A methodology for validating artifact removal techniques for fNIRS
Sweeney, Kevin and Ayaz, Hasan and Ward, Tomas and Izzetoglu, Meltem and McLoone, Sean and Onaral, Banu (2011) A methodology for validating artifact removal techniques for fNIRS. In: 33rd Annual International Conference of the IEEE EMBS, August 30 - September 3, 2011, Boston, Massachusetts USA.
fNIRS recordings are increasingly utilized to monitor brain activity in both clinical and connected health settings.

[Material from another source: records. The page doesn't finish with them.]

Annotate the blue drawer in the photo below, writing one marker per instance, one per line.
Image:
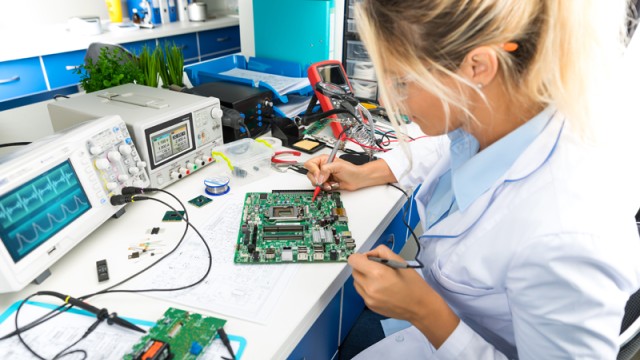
(321, 341)
(188, 43)
(219, 40)
(136, 46)
(21, 77)
(60, 68)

These optical recordings provide a convenient measurement of cerebral hemodynamic changes which can be linked to motor and cognitive performance. Such measurements are of clinical utility in a broad range of conditions ranging from dementia to movement rehabilitation therapy. For such applications fNIRS is increasingly deployed outside the clinic for patient monitoring in the home. However, such a measurement environment is poorly controlled and motion, in particular, is a major source of artifacts in the signal, leading to poor signal quality for subsequent clinical interpretation. Artifact removal techniques are increasingly being employed with an aim of reducing the effect of the noise in the desired signal. Currently no methodology is available to accurately determine the efficacy of a given artifact removal technique due to the lack of a true reference for the uncontaminated signal. In this paper we propose a novel methodology for fNIRS data collection allowing for effective validation of artifact removal techniques. This methodology describes the use of two fNIRS channels in close proximity allowing them to sample the same measurement location; allowing for the introducing of motion artifact to only one channel while having the other free of contamination. Through use of this methodology, for each motion artifact epoch, a true reference for the uncontaminated signal becomes available for use in the development and performance evaluation of signal processing strategies. The advantage of the described methodology is demonstrated using a simple artifact removal technique with an accelerometer based reference.